Nurses and support staff struck in May at Mercy Health St. Vincent hospital in Toledo, Ohio, over pay, staffing and forced overtime that they said undermined patient care. During the strike, nurses told the WSWS that they had been forced to work up to 26 hours consecutively and some had to sleep in their cars before they could drive home safely. Patient-to-nurse ratios had increased, actually doubling over the course of a year.

Despite receiving widespread support in the community, including support from autoworkers at the nearby Fiat Chrysler Jeep complex, their six-week-long strike was betrayed, and the strike ended with a rotten deal that differs little from Mercy Health’s original offer.

The United Auto Workers, which represents the nurses and other hospital staff, sent the support staff back to work in June and forced the nurses back a month later despite their overwhelming vote earlier to reject a contract. Hundreds of workers have either resigned from the UAW in disgust or quit their jobs following their blatant betrayal by the union.
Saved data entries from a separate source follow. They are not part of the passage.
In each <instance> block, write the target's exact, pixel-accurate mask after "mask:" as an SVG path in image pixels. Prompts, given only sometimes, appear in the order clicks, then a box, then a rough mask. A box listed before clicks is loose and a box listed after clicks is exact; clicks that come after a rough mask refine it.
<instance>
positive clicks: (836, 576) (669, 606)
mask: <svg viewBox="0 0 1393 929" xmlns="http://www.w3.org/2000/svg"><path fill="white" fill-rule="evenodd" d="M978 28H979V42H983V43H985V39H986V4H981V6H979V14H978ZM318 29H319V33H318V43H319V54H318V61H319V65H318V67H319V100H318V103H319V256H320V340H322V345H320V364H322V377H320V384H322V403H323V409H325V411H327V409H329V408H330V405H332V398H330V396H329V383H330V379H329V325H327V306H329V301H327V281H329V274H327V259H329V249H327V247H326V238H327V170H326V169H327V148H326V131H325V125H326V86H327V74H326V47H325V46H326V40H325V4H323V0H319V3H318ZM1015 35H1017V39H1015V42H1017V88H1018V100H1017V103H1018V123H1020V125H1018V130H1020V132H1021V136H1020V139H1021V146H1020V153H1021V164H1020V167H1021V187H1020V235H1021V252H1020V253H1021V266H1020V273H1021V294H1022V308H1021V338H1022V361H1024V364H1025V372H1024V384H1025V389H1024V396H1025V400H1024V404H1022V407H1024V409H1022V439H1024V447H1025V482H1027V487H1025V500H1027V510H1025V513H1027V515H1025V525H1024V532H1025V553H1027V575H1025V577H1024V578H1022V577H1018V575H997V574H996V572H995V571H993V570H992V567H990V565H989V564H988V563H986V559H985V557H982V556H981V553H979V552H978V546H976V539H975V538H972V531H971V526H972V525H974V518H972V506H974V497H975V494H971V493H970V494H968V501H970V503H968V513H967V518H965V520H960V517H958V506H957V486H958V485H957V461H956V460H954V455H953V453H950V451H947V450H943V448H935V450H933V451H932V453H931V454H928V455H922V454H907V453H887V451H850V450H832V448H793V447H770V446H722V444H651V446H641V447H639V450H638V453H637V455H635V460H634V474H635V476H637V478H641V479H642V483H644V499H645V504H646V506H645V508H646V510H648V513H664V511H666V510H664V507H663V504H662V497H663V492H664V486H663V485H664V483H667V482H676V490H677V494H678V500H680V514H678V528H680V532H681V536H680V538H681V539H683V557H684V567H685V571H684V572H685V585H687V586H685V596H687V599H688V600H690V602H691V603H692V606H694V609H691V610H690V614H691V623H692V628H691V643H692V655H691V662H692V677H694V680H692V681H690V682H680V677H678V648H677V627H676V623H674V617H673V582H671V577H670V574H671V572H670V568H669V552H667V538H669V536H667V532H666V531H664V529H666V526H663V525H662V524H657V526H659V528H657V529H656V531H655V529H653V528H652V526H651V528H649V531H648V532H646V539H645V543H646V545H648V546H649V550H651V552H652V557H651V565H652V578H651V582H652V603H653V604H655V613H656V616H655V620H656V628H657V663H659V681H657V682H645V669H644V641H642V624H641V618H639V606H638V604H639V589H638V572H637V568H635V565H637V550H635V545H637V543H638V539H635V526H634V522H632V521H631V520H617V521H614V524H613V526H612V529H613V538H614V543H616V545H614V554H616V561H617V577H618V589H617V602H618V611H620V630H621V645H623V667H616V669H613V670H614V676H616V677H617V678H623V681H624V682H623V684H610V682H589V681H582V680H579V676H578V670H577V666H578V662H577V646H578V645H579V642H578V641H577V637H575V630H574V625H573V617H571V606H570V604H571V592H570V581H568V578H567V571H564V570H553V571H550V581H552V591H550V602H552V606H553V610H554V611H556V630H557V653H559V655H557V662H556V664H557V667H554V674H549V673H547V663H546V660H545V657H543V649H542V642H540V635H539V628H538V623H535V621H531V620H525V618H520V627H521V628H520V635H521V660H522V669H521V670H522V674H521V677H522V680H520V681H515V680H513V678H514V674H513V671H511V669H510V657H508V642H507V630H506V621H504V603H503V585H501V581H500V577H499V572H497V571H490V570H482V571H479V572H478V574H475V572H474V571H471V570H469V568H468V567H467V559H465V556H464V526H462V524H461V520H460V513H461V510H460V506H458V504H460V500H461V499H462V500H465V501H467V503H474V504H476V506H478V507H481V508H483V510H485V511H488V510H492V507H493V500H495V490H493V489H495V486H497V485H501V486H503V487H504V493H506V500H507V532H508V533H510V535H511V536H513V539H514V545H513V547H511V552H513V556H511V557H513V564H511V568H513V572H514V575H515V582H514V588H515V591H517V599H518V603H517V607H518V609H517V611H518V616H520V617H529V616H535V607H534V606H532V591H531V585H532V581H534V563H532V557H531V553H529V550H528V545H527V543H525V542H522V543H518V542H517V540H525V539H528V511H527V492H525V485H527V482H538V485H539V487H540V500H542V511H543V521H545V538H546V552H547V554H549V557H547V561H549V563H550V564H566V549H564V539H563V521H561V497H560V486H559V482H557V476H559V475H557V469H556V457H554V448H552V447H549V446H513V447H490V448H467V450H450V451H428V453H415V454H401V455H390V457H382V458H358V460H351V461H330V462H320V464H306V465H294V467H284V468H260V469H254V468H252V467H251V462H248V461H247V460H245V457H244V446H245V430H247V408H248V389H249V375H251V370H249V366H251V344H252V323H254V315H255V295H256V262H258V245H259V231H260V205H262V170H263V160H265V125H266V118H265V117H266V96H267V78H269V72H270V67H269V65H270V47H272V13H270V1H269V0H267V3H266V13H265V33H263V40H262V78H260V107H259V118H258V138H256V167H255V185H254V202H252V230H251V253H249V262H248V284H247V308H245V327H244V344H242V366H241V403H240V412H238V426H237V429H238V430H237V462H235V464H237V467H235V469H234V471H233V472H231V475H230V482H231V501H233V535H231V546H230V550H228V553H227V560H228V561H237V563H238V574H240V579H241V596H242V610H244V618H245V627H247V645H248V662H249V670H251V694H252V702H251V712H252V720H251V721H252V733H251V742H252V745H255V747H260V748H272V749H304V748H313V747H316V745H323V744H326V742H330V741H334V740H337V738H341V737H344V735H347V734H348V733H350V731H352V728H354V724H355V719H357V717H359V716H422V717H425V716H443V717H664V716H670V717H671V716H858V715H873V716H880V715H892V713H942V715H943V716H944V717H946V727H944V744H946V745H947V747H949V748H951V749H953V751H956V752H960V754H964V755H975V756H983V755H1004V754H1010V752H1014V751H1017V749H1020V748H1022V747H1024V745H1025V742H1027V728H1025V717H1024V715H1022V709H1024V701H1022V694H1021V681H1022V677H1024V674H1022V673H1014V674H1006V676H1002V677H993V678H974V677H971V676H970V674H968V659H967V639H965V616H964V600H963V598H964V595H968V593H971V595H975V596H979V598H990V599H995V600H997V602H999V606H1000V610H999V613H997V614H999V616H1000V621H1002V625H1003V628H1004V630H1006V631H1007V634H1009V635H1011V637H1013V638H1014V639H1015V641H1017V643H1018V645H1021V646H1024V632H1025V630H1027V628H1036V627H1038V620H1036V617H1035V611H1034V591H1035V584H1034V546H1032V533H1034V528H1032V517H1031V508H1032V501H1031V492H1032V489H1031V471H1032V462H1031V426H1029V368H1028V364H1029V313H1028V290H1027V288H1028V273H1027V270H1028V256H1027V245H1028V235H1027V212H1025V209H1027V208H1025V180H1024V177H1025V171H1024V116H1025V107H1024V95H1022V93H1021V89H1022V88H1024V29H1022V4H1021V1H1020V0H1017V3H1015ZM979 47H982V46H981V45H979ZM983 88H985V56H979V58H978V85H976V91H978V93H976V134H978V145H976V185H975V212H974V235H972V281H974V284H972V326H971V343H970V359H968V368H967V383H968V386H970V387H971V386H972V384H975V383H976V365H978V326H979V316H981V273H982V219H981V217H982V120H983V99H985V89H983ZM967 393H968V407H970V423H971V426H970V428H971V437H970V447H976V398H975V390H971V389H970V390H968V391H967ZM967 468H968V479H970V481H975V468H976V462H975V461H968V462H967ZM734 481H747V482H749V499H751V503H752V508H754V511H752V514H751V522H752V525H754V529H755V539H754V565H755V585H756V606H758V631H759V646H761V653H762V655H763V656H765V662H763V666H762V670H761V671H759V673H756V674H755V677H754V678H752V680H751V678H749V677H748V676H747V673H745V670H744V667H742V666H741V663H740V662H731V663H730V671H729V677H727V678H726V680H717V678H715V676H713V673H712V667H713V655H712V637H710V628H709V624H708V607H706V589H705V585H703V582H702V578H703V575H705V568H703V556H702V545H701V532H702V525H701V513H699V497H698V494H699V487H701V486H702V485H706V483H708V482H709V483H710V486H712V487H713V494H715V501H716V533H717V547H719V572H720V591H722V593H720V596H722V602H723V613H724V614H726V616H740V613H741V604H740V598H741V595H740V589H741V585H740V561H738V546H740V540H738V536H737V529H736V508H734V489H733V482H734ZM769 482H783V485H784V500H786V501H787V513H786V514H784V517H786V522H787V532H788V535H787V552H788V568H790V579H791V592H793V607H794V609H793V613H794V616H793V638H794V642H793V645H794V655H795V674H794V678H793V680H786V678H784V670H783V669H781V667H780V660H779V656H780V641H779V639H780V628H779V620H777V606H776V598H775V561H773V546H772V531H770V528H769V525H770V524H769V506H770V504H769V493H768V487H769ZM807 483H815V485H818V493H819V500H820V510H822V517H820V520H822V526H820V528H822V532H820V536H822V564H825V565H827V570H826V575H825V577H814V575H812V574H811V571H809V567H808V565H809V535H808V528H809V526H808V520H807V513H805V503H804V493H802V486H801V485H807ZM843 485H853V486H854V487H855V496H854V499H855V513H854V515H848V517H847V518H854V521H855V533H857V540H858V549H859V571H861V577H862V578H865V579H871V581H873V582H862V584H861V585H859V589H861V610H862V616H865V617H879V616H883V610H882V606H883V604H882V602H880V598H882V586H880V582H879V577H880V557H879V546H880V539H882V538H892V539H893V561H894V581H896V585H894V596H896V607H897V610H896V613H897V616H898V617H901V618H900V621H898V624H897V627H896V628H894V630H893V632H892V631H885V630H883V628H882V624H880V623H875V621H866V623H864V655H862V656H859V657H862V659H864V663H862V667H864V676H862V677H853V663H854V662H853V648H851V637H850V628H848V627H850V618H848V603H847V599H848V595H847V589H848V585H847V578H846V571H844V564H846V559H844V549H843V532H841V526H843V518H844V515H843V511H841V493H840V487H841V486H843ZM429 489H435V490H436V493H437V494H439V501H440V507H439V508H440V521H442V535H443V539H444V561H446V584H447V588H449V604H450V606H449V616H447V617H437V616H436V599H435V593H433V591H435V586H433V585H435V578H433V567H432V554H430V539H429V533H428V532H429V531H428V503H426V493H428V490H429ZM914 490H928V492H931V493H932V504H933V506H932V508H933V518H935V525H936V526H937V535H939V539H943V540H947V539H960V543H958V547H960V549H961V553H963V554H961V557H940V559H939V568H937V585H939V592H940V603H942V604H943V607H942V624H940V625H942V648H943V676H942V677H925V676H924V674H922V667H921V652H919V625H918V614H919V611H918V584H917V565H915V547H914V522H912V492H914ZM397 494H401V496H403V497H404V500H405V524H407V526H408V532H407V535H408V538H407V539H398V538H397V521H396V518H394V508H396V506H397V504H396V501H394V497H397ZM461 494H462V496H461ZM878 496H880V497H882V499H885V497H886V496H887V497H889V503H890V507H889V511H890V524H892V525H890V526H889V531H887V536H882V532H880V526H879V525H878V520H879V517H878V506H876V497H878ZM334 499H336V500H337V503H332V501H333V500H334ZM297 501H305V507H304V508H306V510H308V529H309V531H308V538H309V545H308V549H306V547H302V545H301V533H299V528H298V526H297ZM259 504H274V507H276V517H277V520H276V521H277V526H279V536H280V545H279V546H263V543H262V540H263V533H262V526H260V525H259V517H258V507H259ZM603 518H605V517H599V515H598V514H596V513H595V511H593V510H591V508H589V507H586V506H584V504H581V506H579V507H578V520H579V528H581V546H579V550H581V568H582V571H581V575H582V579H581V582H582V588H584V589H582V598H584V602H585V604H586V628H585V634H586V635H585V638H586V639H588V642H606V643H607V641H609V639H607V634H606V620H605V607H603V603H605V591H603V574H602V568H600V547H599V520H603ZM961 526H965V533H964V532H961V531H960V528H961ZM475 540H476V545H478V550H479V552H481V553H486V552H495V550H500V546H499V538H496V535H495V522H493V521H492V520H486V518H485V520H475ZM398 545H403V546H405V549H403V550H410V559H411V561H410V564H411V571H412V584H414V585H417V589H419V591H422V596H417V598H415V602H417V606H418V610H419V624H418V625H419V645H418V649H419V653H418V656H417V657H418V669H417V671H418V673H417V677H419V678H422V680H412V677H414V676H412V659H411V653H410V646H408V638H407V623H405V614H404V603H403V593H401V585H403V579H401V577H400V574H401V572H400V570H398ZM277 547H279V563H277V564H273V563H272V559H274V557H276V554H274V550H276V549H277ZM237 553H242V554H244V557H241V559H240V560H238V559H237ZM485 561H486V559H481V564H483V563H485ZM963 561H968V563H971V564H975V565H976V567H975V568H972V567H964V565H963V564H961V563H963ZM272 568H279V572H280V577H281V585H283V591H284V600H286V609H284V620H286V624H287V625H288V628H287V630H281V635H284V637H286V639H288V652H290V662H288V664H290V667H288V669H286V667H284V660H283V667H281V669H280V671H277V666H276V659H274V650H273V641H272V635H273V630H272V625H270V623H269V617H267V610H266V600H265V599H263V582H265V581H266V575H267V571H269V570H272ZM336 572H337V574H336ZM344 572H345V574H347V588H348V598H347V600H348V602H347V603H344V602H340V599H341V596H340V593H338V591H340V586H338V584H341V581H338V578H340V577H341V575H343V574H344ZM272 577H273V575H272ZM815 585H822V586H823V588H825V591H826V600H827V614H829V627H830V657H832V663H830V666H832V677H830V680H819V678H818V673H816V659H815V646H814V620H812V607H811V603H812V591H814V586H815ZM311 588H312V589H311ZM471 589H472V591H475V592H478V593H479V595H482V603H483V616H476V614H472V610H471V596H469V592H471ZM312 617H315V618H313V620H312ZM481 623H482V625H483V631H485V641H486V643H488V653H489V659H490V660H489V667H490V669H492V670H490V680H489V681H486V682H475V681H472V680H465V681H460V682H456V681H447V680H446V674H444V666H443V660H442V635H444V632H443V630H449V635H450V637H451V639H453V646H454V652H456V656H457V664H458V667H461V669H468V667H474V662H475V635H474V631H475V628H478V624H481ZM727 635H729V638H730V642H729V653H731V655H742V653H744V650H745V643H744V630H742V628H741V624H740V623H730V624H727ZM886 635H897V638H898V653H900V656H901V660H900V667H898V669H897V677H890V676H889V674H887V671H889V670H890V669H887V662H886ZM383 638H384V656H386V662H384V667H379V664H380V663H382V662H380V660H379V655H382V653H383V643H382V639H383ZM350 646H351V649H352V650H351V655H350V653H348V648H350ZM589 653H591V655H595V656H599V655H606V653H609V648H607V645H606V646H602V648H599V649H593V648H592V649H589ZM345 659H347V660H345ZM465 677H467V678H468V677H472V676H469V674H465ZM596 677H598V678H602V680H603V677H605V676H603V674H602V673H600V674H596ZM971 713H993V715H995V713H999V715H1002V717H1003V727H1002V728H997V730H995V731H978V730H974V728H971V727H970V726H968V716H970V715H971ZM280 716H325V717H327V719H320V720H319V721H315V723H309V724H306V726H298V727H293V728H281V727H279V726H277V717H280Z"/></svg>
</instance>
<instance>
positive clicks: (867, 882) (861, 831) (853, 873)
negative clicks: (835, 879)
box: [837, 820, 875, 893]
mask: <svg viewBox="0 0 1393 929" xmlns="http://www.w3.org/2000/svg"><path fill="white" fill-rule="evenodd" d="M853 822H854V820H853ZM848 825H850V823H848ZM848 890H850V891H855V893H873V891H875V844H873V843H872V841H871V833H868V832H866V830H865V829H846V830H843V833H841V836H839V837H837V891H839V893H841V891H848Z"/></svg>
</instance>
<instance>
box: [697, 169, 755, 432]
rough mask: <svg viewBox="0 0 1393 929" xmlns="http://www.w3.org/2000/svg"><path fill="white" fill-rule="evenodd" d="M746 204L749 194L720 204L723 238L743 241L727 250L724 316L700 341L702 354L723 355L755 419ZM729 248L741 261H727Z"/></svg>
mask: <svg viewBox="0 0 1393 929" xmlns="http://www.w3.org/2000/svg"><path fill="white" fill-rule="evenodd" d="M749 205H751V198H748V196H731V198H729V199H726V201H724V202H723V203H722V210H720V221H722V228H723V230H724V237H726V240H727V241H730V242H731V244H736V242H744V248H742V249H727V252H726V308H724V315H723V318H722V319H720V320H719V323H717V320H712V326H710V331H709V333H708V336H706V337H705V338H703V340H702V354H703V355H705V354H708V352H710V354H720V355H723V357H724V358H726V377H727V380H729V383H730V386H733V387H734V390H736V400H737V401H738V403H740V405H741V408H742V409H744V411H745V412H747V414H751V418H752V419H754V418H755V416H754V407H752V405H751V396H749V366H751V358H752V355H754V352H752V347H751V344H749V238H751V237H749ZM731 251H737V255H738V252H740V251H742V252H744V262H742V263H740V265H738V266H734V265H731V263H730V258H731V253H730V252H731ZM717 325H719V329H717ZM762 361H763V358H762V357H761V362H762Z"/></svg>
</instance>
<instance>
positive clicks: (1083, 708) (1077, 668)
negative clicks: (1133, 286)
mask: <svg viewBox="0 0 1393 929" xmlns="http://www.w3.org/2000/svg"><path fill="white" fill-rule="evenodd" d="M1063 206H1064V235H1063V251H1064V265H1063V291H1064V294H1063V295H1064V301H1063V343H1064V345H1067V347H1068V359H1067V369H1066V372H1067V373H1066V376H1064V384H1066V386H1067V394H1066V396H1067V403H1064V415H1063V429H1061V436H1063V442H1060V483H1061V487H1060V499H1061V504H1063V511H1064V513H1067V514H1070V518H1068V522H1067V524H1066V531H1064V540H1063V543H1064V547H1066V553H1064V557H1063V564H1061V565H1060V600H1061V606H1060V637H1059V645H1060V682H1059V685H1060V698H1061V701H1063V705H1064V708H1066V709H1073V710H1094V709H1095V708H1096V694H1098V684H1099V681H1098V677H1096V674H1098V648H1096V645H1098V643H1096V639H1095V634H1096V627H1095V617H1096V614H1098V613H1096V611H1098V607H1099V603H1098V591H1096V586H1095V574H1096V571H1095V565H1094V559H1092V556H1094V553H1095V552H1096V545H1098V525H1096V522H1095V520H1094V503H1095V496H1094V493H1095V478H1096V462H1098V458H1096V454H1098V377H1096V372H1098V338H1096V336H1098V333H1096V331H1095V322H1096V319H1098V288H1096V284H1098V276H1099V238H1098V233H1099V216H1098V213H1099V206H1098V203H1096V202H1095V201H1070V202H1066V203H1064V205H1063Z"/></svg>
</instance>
While some hospitals in the US are nominally “nonprofit,” the entire healthcare system is geared toward enriching the hospital executives, insurance CEOs and pharmaceutical companies. Dr. David Torchiana earned total compensation of $4.7 million in his first year on the job in 2016 as the CEO of Partners HealthCare, the largest “nonprofit” health system in Massachusetts.

Blue Cross Blue Shield of Michigan CEO Daniel Loepp took in $19.2 million in compensation last year. The insurer is considered a nonprofit organization. Ken Frazier, CEO of pharmaceutical company Merck & Co., received $20.9 million in compensation last year.

Such obscene profits cannot simply be attributed to the personal greed of these executives, although this is certainly a factor. The vast and growing social inequality in the US is an intrinsic feature of the capitalist mode of production, in which the vast majority of workers sell their ability to work to the capitalist class, taking home a fraction of the value they produce.

The conditions in hospitals and clinics are working against both nurses’ mental well-being and the ability of doctors, nurses and other healthcare staff to provide patients with high-quality, attentive patient care. The for-profit healthcare system in America is driven by the principle of squeezing out the most profit possible from its operations. The lives and health of both healthcare workers and patients are subordinated to these profits.

More than 150,000 Americans died from alcohol and drug-induced fatalities and suicide in 2017, the latest year of the CDC’s complete figures. This is more than twice as many as in 1999 and the highest number since recordkeeping began in that year.

This skyrocketing rate of “deaths of despair”—which includes record numbers of deaths from opioid overdoses—is emblematic of a society that is sick in both a literal and figurative sense. Life expectancy in the US, a barometer of the health of a society, has fallen for the last three years.

Nurses, along with the vast majority of healthcare professionals, enter the nursing field with the desire to make a positive difference in the health and lives of their patients. The tragic rise of nurse suicides is a result of the intersection of the lives and labor of this workforce with the brutality of the capitalist system, which values profit above advances in medical science, drug development to fight disease, and the health of the population.

Socialized healthcare will not be realized through the policies of Democrats like Bernie Sanders, who promise the moon but have no intention of ending the capitalist system and expropriating the giant healthcare chains, and the health insurance and drug industries.

The epidemic of nurse suicides points to the urgent need for healthcare workers—and the population as a whole—to fight for a socialist solution to the healthcare crisis in America. Healthcare administration must be taken out of the hands of the oligarchy that profits from the rationing of care and the exploitation of healthcare workers, as part of the socialist transformation of society.